Why does tripling the Fed Funds rate cause banks to fail? Because the US government REQUIRES all banks they regulate to purchase Treasury Bills. “For safety”. And when Fed Funds rates triple, last year's model T-Bills plummet in value. If depositors get nervous about safety, and run for the exits, then the bank has to sell some of its T-Bills. But then they lose MORE money. Sell enough, and you're dead. Or the FDIC calls your CEO with bad news at 5:15 on a Friday afternoon, after the stock markets have closed. RIP, Republic First. And First Republic. And Silicon Valley Bank (whose CEO was an actual Federal Reserve board member). And Signature Bank. And . . .

I can't find anybody who wants high Fed Funds rates. Not the Biden white house, which is in a tough re-election fight. Not banks sitting on a mountain of depreciated T-Bills. Not prospective home-buyers, trying to score a mortgage. Higher Fed Funds rates were SUPPOSED to bring down house prices, along with all the other 57 flavors of inflation as well. You know that hasn't worked, even if you aren't house hunting. We all buy gas, go to McDonalds, and have googled ticket prices to a Taylor Swift concert or an NFL game.

Congrats to Powell for tacitly admitting that the Fed has NOT tamed inflation, and for keeping rates high. Even if everyone is suffering. Now, Mr. Powell, do you have an ACTUAL solution to inflation? One that doesn't involve bank failures, and sky-high mortgages. Even if you don't, maybe it's time to stop mis-managing interest rates.

I'm just sayin' . . .

[u][b]Philly lender Republic First Bancorp seized by feds in latest regional bank collapse (msn.com)

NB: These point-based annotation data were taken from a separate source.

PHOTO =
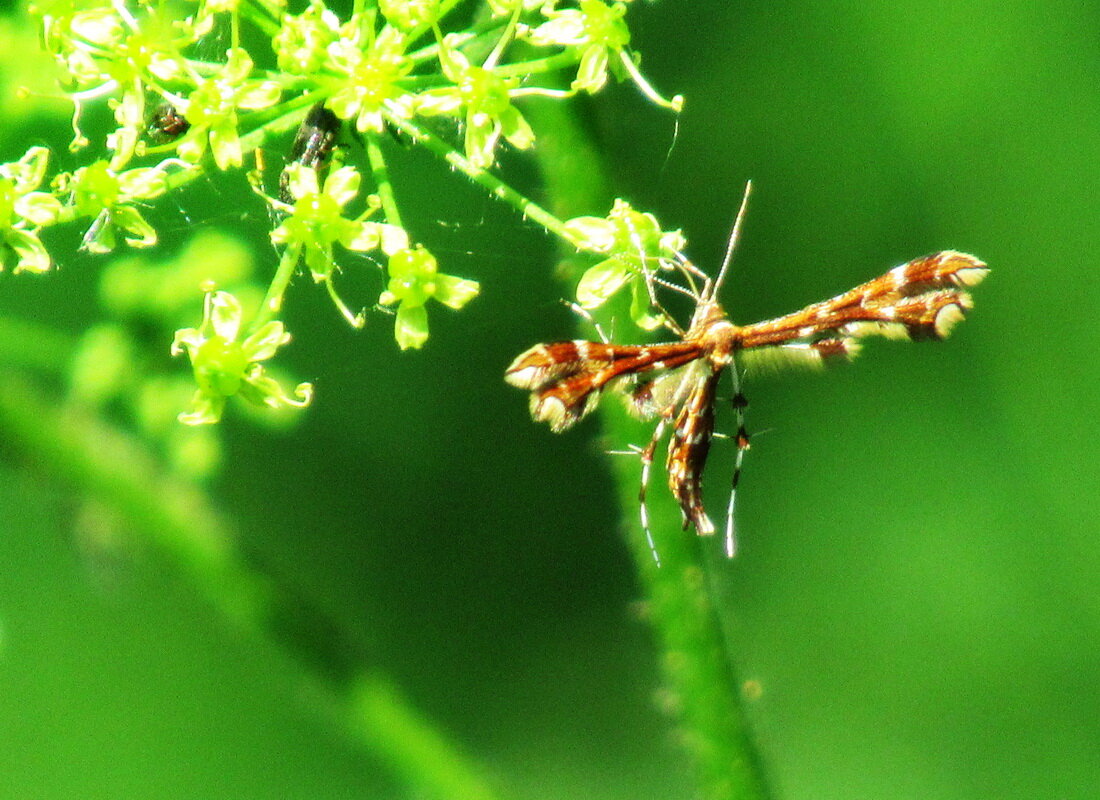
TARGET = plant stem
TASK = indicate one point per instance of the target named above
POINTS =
(180, 528)
(694, 653)
(482, 177)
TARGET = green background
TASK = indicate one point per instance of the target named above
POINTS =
(916, 593)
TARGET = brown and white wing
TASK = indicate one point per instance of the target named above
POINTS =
(565, 377)
(689, 446)
(923, 298)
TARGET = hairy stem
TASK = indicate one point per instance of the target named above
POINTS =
(699, 676)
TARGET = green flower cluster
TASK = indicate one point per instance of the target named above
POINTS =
(388, 66)
(635, 248)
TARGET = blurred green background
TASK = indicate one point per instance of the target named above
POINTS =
(917, 592)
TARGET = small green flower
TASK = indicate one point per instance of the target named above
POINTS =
(414, 280)
(370, 69)
(483, 100)
(595, 29)
(304, 39)
(23, 210)
(597, 32)
(317, 223)
(211, 109)
(111, 199)
(635, 245)
(224, 364)
(407, 14)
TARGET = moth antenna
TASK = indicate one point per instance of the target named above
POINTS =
(583, 314)
(734, 237)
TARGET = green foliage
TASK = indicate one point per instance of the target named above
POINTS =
(392, 66)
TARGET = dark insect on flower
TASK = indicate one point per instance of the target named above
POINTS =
(678, 382)
(312, 145)
(166, 123)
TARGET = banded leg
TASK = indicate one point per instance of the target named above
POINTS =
(743, 444)
(647, 462)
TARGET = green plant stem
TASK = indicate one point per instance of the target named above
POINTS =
(180, 528)
(694, 654)
(273, 299)
(482, 177)
(386, 195)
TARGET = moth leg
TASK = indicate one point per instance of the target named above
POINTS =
(647, 462)
(739, 404)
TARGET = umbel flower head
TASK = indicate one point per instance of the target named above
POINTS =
(224, 364)
(414, 280)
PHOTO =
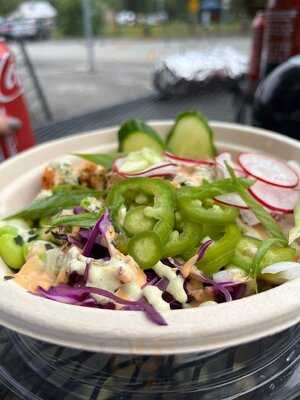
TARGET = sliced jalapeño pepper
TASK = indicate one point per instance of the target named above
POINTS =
(220, 253)
(180, 242)
(191, 203)
(194, 211)
(137, 222)
(146, 249)
(162, 211)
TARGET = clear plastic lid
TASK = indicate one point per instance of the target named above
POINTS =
(261, 370)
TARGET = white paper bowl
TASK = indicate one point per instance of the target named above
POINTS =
(129, 332)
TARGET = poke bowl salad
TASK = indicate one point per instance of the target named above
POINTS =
(157, 225)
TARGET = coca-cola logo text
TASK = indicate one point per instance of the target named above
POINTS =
(10, 86)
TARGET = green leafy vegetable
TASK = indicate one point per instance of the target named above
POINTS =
(106, 160)
(65, 196)
(85, 220)
(261, 214)
(294, 233)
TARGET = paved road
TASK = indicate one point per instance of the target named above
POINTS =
(123, 69)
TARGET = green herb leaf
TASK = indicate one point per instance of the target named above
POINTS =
(261, 252)
(106, 160)
(85, 220)
(63, 197)
(294, 233)
(261, 214)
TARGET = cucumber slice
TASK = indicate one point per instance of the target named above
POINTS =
(191, 137)
(135, 135)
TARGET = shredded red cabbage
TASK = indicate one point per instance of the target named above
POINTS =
(171, 262)
(81, 295)
(78, 210)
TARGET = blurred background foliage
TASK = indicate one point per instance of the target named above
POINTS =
(69, 20)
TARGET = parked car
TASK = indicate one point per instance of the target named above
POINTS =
(25, 29)
(125, 18)
(5, 28)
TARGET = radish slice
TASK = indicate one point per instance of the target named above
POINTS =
(225, 158)
(249, 217)
(275, 198)
(269, 170)
(232, 199)
(162, 169)
(188, 161)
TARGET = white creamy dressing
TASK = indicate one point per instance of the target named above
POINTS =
(65, 171)
(44, 194)
(22, 227)
(140, 160)
(194, 175)
(106, 275)
(175, 285)
(154, 296)
(132, 291)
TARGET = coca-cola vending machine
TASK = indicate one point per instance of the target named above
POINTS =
(12, 104)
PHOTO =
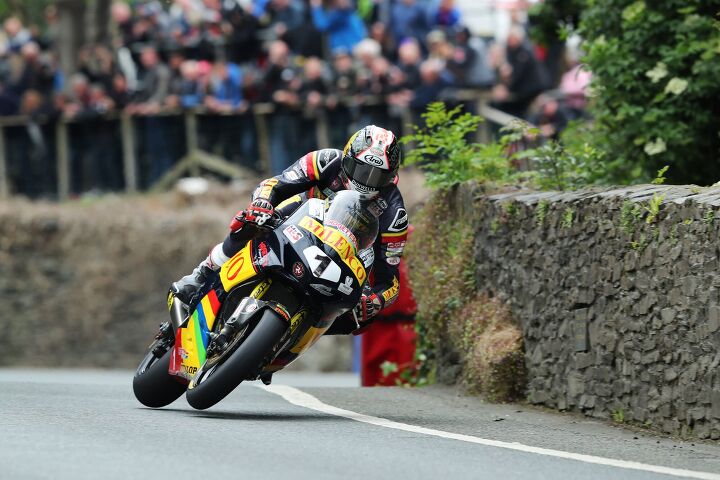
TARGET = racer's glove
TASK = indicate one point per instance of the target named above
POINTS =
(258, 212)
(369, 306)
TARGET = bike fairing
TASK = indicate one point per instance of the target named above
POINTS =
(318, 175)
(255, 261)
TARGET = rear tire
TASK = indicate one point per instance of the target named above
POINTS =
(154, 387)
(242, 363)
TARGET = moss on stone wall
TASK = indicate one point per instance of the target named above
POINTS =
(456, 326)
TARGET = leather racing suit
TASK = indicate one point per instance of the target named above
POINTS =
(318, 175)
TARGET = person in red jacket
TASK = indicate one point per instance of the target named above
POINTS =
(391, 337)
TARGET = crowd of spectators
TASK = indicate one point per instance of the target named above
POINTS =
(355, 62)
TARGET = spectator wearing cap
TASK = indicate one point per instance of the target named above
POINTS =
(36, 72)
(313, 92)
(283, 16)
(380, 33)
(522, 76)
(229, 126)
(153, 89)
(280, 85)
(438, 45)
(433, 81)
(403, 86)
(468, 63)
(340, 22)
(445, 15)
(574, 85)
(17, 35)
(551, 118)
(409, 19)
(241, 30)
(342, 93)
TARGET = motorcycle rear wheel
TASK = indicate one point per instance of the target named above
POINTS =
(242, 363)
(153, 386)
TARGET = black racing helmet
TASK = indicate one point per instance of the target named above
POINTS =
(371, 160)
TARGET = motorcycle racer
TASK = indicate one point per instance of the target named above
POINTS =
(368, 164)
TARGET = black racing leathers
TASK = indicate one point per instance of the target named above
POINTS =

Banking Crisis Alert: 5 Banks That Could Fail Next | InvestorPlace[/b][/u]
Everything is about greed, savers LOVE higher interest rates, during the age of Zirp, savings rates were at one quarter of one percent!!!
A million dollars in a savings account was worth TWENTY FIVE HUNDRED DOLLARS a year!! Not even enough to cover ONE month of expenses!! Today that account could bring in as much as forty five THOUSAND dollars a year!!

GREED is the problem! Lower mortgage rates meant lower payments but hey! People can afford to pay more so,,, we’re going to raise the price of homes!!

We normalize something that was unprecedented and created this situation where the “market” exploded artificially and now when rates return to a normal level we’re in a quandary, how do we maintain our greedy growth now that people are completely maxed out on their ability to take on debt??

We fucked our selves over by being greedy fucks and corporations took advantage of our gluttony in order to suck everyone dry for increased profits!!

And how did that bank become insolvent just because of treasury bonds? Was that their ONLY depreciating asset? were treasuries the bulk of their portfolio and were they forced to sell all of them for a loss??
There is more to that story, poor asset management and risky investments other than treasury bonds are in the mix..

Bring back Glass Stegal and get banks out of the stock market.
RedBaron · M
As usual, you’re just copying and pasting.

What does “I’m just sayin’” even mean?

https://similarworlds.com/random-subjects/just-saying/4995328-Im-just-sayin-More-and-more-often-people-are-adding-this

And architecture is perfectly legal and not subject to your judgement, and it’s not the reason a bank would fail.